Plumbing Events involve upgrades to the inner workings of a device — more powerful processors, better displays, faster responses. The last kind of event is a Feature Event, which doesn’t really happen on its own, but occurs when Apple shows off something new, like Siri, its voice-control feature. Major updates to operating systems are also Feature Events, as they usually include some new application or widget that is clever and discussion-worthy.

So what did we have today? Well, like the unveiling of the iPhone 4S last year, this was not a Cosmetic Event. Given the company’s sales successes with new products that look like the old one, it seems clear that upgrading a device’s looks isn’t a priority right now.

Apple would most likely rebut that with a proclamation of aesthetic rigor: “We redesign things when they need to be redesigned.” And that may well be true—needless redesigning does not conform to Apple’s minimalist, Dieter-Rams-inspired design.

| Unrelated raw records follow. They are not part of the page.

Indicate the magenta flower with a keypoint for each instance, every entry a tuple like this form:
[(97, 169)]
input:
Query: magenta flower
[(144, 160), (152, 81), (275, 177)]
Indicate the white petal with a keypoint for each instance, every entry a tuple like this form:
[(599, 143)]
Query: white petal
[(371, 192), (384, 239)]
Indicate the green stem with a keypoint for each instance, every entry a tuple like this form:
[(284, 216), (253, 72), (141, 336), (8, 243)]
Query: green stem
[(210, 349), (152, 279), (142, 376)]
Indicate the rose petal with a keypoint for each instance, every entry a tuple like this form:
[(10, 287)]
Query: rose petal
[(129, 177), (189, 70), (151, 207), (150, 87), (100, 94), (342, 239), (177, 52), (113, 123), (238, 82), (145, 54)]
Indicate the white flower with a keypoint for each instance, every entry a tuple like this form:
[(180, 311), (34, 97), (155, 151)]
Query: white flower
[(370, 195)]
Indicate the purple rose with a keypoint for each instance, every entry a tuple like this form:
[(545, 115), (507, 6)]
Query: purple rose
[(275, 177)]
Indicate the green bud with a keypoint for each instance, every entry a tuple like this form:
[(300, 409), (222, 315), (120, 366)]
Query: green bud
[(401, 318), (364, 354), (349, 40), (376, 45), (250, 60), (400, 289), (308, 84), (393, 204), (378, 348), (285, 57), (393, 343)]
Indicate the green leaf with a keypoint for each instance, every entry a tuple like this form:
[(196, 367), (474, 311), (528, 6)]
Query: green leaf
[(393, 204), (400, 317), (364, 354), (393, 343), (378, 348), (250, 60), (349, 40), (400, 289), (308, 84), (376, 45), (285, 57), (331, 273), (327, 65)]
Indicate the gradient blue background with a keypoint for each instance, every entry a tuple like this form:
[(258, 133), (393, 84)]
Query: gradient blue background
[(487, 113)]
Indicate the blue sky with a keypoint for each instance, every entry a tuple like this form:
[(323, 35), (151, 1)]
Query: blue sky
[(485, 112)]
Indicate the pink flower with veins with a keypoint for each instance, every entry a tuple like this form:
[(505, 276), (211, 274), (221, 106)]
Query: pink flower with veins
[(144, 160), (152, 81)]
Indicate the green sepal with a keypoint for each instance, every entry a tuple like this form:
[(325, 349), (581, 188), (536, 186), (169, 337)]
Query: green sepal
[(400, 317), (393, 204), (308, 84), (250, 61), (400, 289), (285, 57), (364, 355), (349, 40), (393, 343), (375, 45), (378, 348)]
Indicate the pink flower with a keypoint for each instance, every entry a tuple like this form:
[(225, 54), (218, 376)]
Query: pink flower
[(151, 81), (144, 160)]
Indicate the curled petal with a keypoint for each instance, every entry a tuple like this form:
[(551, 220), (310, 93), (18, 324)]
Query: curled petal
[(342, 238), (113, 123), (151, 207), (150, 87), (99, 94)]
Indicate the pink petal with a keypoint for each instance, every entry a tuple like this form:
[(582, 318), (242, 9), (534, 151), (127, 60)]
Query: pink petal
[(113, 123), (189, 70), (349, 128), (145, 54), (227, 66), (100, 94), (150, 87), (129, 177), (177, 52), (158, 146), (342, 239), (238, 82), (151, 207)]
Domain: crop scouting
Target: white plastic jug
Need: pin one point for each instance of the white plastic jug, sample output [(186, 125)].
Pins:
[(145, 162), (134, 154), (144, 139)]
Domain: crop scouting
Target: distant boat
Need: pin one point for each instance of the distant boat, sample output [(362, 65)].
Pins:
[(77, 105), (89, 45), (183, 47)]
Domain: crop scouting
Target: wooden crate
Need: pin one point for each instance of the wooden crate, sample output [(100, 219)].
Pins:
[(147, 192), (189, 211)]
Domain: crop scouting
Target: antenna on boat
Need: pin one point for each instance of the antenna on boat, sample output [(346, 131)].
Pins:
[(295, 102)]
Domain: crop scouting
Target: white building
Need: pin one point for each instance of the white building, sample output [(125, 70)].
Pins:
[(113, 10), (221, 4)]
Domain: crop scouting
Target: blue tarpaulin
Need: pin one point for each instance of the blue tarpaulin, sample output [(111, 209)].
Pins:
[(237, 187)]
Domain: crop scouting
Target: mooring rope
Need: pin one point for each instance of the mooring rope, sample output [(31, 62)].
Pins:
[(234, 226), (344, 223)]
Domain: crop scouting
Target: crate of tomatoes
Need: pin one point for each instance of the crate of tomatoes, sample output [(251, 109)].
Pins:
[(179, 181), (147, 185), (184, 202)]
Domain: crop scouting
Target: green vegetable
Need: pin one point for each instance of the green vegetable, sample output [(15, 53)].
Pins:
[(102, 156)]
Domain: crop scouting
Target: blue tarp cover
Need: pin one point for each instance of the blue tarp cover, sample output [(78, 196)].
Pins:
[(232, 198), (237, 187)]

If the sales figures went in a different direction, dipping when new products come out because they look like the old ones, that kind of change might become more urgent, but consumers’ continued appetite for Apple products means that isn’t the case today.

No, what we saw today was a Plumbing Event. One where the guts of the iPad were upgraded, but the case was left intact. And the thing about Plumbing Events is, like most things regarding infrastructure, they are the least glamorous, but also the most important. If you have faster processors and sharper displays and more robust data connections, you can engender a feature event—stuff no one’s even thought up yet. You just need to give Apple and third-party app developers time to play around with the new hardware.

That’s why those third-party developers Apple trots out to show off apps that take advantage of the new gear are always less than thrilling—they haven’t really had time to figure out what a faster processor and a 4G network means. Their improvements are incremental: faster rendering, smoother motion, that kind of a thing. But what I’m interested in is what some developer is going to come up with six months from now, once he or she has had time to play around with that speedy A5X chip and an LTE network.

Because while a new design is nice to gaze upon and hold, it’s what my mom always said about looks: It’s what’s on the inside that counts.